Tabletblog naturally responded with “Did that TWiT ever hear of Nokia Internet Tablets?”, and other users chimed in to agree.

However, Dave Winer is talking about having a device that is formulated around the experience of podcasting. It’s a platform design challenge that most people aren’t interested in facing because podcasting isn’t that technically complicated on its surface.

He’s not just thinking about the iPods, he’s thinking more about specialty devices like the Kindle, where the platform itself is optimized for how people read, bookmark, annotate and reference books. There are hardware features implemented (like the e-paper screen) to aid users with those tasks, and there are business partnerships (such as Sprint’s EVDO) designed to help connect users to content faster, but the very design of the interface, both input systems (e.g., the Kindle’s scroll wheel) and underlying software, speaks to the device’s primary purpose.

The Kindle also plays audio files and browses the web. These features are downplayed for a reason.

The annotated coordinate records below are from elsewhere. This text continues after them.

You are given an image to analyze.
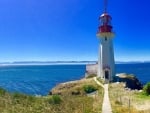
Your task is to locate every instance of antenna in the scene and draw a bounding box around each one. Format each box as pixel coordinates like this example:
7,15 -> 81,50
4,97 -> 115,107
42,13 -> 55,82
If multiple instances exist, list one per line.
104,0 -> 108,13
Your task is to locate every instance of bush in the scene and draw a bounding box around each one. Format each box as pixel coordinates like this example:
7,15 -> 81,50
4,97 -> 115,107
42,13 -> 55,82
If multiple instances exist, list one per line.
0,88 -> 6,96
86,74 -> 97,79
143,82 -> 150,95
83,85 -> 97,93
48,95 -> 62,104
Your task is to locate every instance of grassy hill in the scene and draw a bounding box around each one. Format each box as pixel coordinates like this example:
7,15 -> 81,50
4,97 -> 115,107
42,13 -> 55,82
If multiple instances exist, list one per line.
0,79 -> 103,113
109,83 -> 150,113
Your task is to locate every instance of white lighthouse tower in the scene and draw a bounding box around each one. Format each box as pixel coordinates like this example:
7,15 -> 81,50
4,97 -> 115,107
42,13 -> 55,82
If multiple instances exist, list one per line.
97,0 -> 115,82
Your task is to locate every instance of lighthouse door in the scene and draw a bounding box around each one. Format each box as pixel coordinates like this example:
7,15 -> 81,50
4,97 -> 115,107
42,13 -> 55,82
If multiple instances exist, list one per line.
105,70 -> 109,79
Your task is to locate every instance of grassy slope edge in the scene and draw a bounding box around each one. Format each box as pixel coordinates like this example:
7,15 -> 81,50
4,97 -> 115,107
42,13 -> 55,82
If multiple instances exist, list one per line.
0,79 -> 103,113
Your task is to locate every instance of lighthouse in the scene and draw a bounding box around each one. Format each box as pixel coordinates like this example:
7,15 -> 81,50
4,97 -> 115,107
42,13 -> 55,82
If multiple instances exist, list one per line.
97,0 -> 115,82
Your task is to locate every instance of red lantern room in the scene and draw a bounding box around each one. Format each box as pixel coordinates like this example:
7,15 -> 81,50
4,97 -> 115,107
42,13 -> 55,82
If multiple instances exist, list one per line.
97,0 -> 114,38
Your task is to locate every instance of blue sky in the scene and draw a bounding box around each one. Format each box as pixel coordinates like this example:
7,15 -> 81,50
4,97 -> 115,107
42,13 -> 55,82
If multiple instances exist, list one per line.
0,0 -> 150,62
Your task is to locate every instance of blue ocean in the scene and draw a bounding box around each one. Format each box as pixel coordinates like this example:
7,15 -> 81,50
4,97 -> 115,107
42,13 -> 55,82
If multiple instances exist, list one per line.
0,63 -> 150,95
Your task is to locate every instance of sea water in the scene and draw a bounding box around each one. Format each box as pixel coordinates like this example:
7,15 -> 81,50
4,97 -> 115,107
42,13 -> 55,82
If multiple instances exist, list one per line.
0,63 -> 150,95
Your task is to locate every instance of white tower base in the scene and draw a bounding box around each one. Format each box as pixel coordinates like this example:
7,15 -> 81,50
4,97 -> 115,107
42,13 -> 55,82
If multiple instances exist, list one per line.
98,37 -> 115,82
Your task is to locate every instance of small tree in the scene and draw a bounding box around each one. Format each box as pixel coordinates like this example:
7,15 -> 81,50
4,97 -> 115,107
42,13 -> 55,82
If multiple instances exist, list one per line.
144,82 -> 150,95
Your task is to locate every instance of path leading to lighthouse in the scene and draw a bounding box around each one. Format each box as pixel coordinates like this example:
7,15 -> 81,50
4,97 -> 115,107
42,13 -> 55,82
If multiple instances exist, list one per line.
94,77 -> 112,113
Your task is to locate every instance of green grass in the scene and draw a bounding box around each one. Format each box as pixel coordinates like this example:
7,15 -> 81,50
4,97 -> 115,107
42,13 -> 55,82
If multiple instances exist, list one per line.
0,79 -> 103,113
109,83 -> 150,113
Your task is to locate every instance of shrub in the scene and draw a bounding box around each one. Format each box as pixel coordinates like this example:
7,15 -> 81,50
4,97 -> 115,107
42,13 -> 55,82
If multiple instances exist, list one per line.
86,74 -> 97,79
83,85 -> 97,93
143,82 -> 150,95
48,95 -> 62,104
0,88 -> 6,96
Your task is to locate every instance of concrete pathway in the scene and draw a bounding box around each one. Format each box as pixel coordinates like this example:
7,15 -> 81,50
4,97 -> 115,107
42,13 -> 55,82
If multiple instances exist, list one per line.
94,77 -> 112,113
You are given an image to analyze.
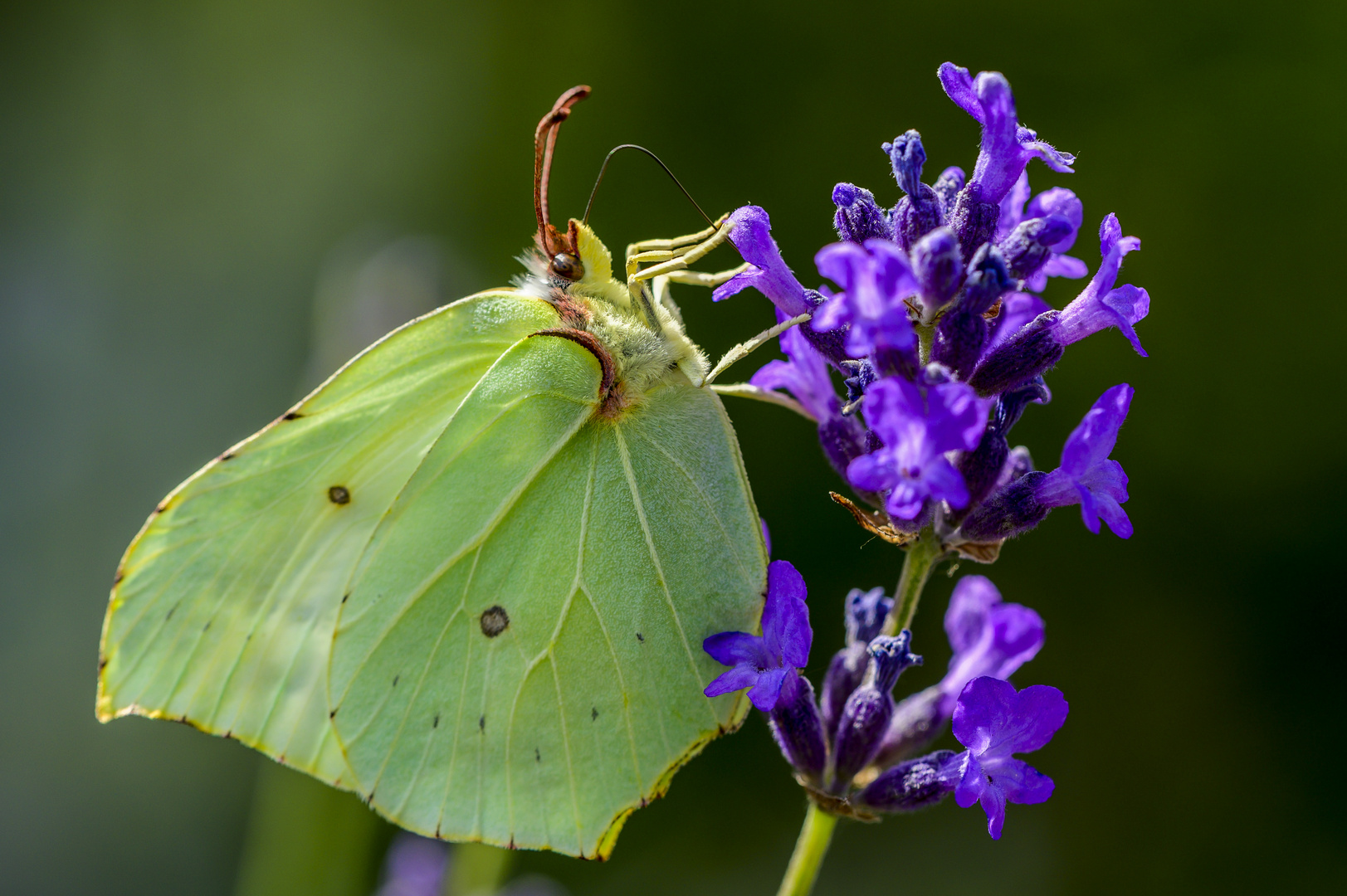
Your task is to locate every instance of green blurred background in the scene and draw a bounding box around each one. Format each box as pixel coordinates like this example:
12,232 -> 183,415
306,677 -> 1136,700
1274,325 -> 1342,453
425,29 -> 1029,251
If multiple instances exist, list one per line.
0,0 -> 1347,896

Mostly, it is because the Kindle does not welcome you with a general purpose desktop of files and applications, it leads you immediately into consuming existing book content or new book content, and then subsequently lets you explore other supported content types.

So “just installing an application” — like Video Center or the S60 Podcasting app — doesn’t get us to critical mass. It’s when those apps are installed by default, and promoted in the operating system appropriately, and work with other devices or applications intelligently that we being to make real progress. The real irony is that many users install Video Center to download audio podcasts. “Podcast” isn’t even in the application’s name. Not very intuitive, is it?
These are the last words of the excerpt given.